Be specific when describing the location, particularly with bigger cities that might have a number of terminals.
Besides, when dealing with bigger terminals that might have various drop-off points.
Always countercheck your designated port codes before entering the named place.
In this payment method, you let your chosen bank make the payment to the seller.
It is always done before the seller dispatches your goods.
The bank agrees to pay your supplier upon presenting documentation showing the goods he should to supply.
These documentations will constitute transport documents as proof of delivery of products to the shipping company or loading of goods onto the transporting vessel.
Here, the seller issues your bank with documents showing the goods he should supply.
You pay the seller when the documents have correctly indicated the goods ordered for.
Or in case of an extension of the credit terms, you accept a term draft, dedicating yourself to pay on a later date.
This payment method is less secure compared to a letter of credit.
It is because there is no upfront payment by the bank as is the case with a letter of credit.
As a result, in some modes of transport, this enables the seller to remain in charge of the shipment until you pay or consent to pay.
These are in some cases called “secure terms” payment methods.

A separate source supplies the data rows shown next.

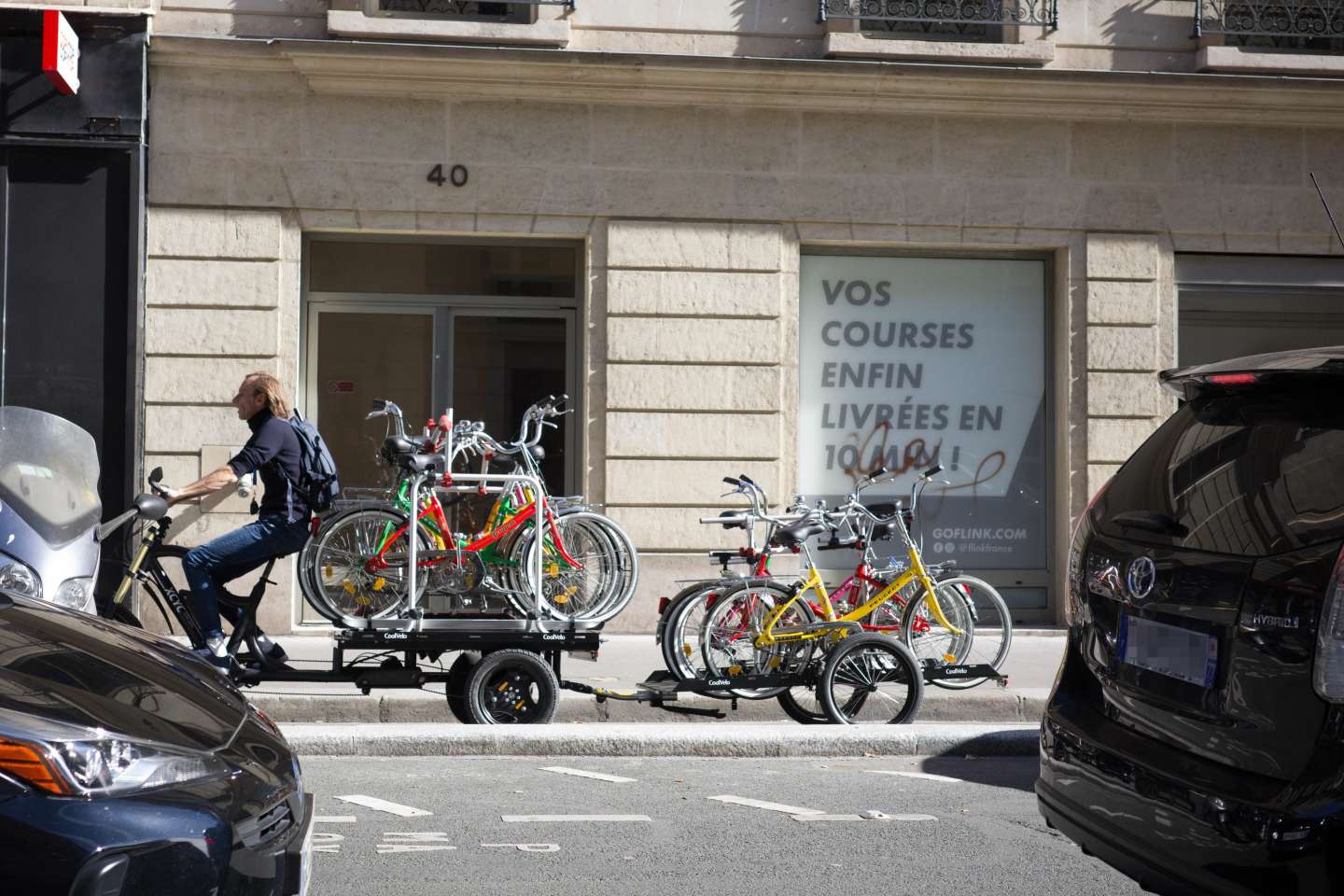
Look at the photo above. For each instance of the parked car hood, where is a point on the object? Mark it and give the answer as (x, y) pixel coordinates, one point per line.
(79, 669)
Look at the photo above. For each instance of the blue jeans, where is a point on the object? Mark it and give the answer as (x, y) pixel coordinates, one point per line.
(211, 565)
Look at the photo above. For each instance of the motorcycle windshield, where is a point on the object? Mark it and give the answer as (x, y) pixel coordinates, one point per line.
(49, 473)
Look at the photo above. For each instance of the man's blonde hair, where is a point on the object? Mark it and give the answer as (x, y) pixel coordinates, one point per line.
(274, 392)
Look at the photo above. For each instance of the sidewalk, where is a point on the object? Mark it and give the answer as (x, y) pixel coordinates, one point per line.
(628, 660)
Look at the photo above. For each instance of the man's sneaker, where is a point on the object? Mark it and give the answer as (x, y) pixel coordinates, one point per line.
(217, 651)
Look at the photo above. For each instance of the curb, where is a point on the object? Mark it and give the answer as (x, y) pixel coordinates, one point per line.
(726, 740)
(429, 708)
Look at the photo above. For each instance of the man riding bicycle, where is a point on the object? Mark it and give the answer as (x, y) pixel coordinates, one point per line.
(280, 528)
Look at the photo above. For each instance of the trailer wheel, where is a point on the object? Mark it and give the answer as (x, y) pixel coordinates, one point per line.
(458, 673)
(512, 688)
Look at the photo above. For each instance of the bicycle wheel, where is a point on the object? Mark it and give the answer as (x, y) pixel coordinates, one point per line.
(344, 584)
(988, 615)
(732, 626)
(623, 572)
(578, 566)
(803, 706)
(870, 679)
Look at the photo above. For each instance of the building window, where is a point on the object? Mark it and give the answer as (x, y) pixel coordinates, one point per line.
(1304, 26)
(912, 361)
(509, 12)
(968, 21)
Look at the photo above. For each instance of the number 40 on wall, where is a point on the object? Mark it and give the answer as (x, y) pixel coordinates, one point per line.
(455, 176)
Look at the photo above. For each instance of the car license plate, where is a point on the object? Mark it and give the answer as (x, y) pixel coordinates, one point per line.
(1170, 651)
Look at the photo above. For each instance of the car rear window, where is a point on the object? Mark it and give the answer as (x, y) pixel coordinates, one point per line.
(1253, 474)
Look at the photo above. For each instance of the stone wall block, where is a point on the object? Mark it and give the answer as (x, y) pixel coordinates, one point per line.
(686, 483)
(1121, 302)
(213, 282)
(686, 293)
(198, 381)
(183, 428)
(693, 436)
(1019, 147)
(687, 339)
(207, 232)
(1097, 476)
(1112, 441)
(883, 146)
(519, 133)
(1126, 395)
(1121, 257)
(375, 129)
(684, 245)
(180, 330)
(1123, 348)
(677, 387)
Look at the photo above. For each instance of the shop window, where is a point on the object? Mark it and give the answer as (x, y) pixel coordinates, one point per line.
(1236, 305)
(518, 12)
(912, 361)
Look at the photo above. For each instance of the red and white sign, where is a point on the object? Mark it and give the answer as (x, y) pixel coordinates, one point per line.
(60, 52)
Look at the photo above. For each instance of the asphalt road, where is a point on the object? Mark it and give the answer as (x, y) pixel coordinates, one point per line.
(665, 834)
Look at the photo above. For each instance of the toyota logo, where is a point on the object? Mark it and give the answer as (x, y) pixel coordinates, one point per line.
(1141, 578)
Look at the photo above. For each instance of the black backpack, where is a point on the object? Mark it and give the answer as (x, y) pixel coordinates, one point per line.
(319, 483)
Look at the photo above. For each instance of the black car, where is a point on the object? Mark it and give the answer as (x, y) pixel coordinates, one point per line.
(1195, 734)
(129, 767)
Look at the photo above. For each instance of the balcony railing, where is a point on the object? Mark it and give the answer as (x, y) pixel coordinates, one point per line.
(1276, 19)
(955, 12)
(463, 8)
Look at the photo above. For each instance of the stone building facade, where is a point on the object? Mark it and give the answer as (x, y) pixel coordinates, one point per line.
(696, 158)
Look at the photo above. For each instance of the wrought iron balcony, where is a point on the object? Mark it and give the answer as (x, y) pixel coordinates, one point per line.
(1310, 21)
(945, 12)
(464, 8)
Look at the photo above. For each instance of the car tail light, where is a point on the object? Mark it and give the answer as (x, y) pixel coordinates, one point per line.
(1075, 596)
(1328, 669)
(1231, 379)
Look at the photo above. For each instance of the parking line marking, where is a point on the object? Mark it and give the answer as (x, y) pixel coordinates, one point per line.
(922, 776)
(382, 805)
(531, 819)
(761, 804)
(595, 776)
(871, 816)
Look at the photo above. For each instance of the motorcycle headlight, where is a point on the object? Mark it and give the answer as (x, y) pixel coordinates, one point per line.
(76, 594)
(19, 578)
(103, 766)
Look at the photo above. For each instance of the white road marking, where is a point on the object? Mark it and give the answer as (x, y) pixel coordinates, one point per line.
(414, 843)
(527, 847)
(761, 804)
(382, 805)
(324, 843)
(867, 816)
(922, 776)
(595, 776)
(531, 819)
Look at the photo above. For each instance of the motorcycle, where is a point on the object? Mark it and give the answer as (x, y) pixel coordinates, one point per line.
(49, 508)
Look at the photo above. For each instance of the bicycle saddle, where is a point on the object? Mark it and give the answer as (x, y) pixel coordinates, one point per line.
(151, 507)
(800, 531)
(422, 462)
(394, 446)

You should consider using them if there is limited trust between you and the seller.
At times, you may doubt whether the seller will complete the delivery according to the purchase contract.

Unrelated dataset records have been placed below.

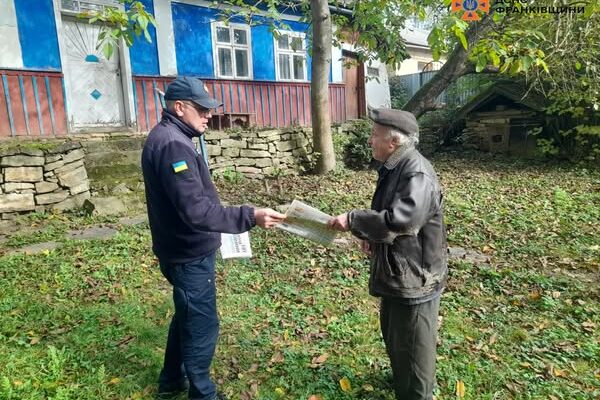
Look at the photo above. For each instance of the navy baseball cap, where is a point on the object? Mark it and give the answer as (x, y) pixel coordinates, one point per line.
(192, 89)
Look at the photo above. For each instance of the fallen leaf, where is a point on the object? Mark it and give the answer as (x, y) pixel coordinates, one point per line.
(535, 295)
(460, 389)
(321, 359)
(345, 384)
(277, 357)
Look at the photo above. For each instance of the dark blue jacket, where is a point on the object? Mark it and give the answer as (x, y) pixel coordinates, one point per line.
(185, 214)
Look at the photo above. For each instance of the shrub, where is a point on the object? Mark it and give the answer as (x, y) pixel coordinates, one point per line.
(399, 92)
(357, 153)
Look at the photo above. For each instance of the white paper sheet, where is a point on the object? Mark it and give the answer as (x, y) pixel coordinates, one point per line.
(308, 222)
(235, 245)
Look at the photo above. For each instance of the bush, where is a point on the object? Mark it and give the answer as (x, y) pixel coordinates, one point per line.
(357, 152)
(399, 93)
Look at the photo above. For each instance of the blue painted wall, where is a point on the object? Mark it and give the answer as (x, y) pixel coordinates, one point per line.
(263, 53)
(37, 34)
(193, 46)
(144, 55)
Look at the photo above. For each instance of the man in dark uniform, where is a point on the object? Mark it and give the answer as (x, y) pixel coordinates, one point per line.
(186, 220)
(405, 238)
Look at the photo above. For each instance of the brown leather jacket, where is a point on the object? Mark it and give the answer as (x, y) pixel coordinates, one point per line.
(405, 229)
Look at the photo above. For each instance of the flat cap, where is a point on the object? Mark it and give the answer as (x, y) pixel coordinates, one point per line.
(403, 121)
(192, 89)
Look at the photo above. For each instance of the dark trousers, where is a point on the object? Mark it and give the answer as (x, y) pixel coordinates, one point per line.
(194, 328)
(410, 336)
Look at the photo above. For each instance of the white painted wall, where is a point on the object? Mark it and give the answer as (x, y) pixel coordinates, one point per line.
(10, 47)
(377, 93)
(165, 38)
(411, 65)
(377, 90)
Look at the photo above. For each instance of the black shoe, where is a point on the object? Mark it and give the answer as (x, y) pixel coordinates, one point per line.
(166, 392)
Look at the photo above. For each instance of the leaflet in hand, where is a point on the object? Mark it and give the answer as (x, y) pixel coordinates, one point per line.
(235, 245)
(308, 222)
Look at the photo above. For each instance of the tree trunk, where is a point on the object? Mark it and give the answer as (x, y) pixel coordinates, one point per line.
(456, 66)
(319, 95)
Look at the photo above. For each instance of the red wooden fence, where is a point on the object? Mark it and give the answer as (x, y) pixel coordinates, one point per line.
(32, 103)
(275, 104)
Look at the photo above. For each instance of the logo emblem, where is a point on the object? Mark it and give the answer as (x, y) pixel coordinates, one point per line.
(179, 166)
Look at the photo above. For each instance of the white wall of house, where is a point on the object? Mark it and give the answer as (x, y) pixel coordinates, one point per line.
(165, 38)
(10, 47)
(376, 86)
(420, 58)
(377, 91)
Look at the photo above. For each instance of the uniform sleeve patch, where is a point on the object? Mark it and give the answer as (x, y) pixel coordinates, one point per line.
(179, 166)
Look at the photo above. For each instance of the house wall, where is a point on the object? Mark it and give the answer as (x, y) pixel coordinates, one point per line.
(37, 34)
(144, 55)
(35, 94)
(10, 47)
(377, 91)
(417, 55)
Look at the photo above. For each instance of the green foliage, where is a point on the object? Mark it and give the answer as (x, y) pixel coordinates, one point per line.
(398, 92)
(230, 175)
(88, 321)
(357, 152)
(120, 24)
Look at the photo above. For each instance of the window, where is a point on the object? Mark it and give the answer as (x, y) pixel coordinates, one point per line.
(372, 71)
(231, 49)
(88, 5)
(290, 56)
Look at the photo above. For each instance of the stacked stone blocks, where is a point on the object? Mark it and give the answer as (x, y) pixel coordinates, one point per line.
(36, 180)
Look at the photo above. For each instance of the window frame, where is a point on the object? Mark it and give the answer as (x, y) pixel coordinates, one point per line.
(292, 53)
(232, 47)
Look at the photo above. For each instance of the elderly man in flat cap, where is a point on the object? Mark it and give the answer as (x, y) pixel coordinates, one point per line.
(404, 235)
(186, 220)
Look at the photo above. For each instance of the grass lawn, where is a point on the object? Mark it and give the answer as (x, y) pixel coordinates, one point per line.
(89, 319)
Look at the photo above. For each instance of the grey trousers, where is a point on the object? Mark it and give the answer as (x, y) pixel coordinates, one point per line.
(410, 336)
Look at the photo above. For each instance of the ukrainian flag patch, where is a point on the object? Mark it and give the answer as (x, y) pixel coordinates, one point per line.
(179, 166)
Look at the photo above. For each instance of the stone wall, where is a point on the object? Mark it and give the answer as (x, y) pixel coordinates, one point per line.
(35, 180)
(259, 153)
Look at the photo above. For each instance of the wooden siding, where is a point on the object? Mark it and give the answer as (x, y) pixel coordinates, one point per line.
(268, 104)
(32, 104)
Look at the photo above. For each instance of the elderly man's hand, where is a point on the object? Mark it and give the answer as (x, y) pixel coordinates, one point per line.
(340, 223)
(365, 247)
(267, 218)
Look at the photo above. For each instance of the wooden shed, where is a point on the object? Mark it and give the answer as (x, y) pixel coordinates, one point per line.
(501, 119)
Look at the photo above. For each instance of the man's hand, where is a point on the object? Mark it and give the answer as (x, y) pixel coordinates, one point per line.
(365, 247)
(339, 223)
(267, 218)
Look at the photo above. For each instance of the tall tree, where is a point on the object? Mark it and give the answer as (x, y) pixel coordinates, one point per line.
(321, 120)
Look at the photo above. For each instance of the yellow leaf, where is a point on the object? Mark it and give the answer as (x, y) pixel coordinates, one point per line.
(460, 389)
(321, 359)
(345, 384)
(559, 372)
(535, 295)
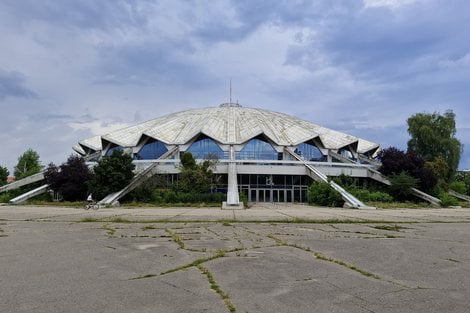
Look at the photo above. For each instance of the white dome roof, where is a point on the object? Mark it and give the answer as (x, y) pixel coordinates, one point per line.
(229, 124)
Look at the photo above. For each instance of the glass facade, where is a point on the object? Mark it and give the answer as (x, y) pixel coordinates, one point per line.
(274, 188)
(258, 149)
(345, 152)
(310, 152)
(205, 146)
(152, 149)
(112, 148)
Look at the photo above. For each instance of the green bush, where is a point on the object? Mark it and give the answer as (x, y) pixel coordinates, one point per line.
(458, 186)
(375, 196)
(112, 173)
(5, 197)
(378, 196)
(321, 193)
(448, 200)
(402, 184)
(166, 196)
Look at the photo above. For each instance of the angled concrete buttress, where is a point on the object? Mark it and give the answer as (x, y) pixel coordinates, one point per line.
(459, 195)
(23, 182)
(350, 200)
(233, 197)
(138, 180)
(30, 194)
(376, 175)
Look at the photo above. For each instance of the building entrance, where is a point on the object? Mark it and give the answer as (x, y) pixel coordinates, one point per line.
(270, 195)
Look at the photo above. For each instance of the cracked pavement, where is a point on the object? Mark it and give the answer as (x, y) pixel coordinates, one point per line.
(51, 260)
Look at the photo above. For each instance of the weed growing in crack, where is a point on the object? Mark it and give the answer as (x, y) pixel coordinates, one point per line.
(176, 238)
(148, 227)
(216, 288)
(143, 276)
(219, 254)
(389, 227)
(347, 265)
(109, 230)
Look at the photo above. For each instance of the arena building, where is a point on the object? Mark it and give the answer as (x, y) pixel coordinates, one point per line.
(269, 156)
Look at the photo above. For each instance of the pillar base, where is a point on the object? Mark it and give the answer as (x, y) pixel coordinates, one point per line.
(226, 206)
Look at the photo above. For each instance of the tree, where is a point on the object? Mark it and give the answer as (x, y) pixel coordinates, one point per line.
(70, 179)
(433, 137)
(3, 175)
(28, 164)
(395, 161)
(402, 184)
(112, 173)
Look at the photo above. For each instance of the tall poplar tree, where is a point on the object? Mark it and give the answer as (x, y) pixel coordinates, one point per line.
(433, 137)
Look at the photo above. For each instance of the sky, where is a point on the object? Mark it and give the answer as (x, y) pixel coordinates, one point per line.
(73, 69)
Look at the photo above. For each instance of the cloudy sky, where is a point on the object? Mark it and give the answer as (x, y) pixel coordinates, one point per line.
(72, 69)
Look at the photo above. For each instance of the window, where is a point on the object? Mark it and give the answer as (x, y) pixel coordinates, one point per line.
(309, 152)
(152, 149)
(258, 149)
(205, 146)
(345, 152)
(112, 148)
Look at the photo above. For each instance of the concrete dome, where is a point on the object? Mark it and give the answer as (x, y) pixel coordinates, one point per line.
(228, 124)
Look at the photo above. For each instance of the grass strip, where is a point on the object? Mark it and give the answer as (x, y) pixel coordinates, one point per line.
(197, 262)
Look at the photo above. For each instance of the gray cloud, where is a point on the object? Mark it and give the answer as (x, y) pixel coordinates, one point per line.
(96, 64)
(12, 85)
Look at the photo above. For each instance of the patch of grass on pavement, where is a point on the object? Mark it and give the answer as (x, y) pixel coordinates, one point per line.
(347, 265)
(216, 288)
(197, 262)
(389, 227)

On the other hand, the seller may also be worried that you will not be able to make the payment due to varied reasons.
If you would like to complete the sale with a documentary credit or letter of credit, the process begins with the seller issuing several documentations to the bank, including the bill of lading.
I recommend you use the letter of credit if you have limited trust in the supplier.
However, this method of payment is not practical with EXW because, with this incoterm, you will have to pay the seller before you take the goods.
On the other hand, F terms call for trust, since if you cancel the transaction, your supplier will not have a bill of lading to issue to the bank.
D terms also need trust, since the seller is responsible for all the costs of transportation.
You realize, therefore, the best incoterms option to use with a letter of credit are the four C terms.
As you can realize, each Incoterm offers you distinct, concise rules that enable you to understand your responsibilities.
They explain any gray areas in agreements that can save you the unnecessary headaches when applied correctly.
By correctly applying Incoterms, you will be capable to form a harmonious partnership, ship and deliver your products more easily.
Now, it your turn.
Do you find it difficult to choose a suitable Incoterm?
Well, you can talk to us here at BanSar.
You can buy a copy of the Incoterms 2010 from the ICC website, or you may as well consult Bansar for in-depth advice.
Do not search anywhere further because you are at the home of Incoterms; I’m here to provide you with all the relevant information on Incoterms.
However, there exist several government organizations that provide seminars, webinars, and workshops related to the latest revision of Incoterms.
You would realize that from the definition, CIF terms come with insurance by default.
However, this should not be of much concern since you can always get insurance cover regardless of the Incoterms used.
That said, if it is not CIF, you should always instruct your carrier or forwarding agent to book insurance.
If not directed to do so, they will fail to insure your cargo.
I advise that you choose an incoterm that transports the goods as close to you as possible.
This excludes FOB and EXW because, with the two, the seller is responsible for the goods when they are still in China.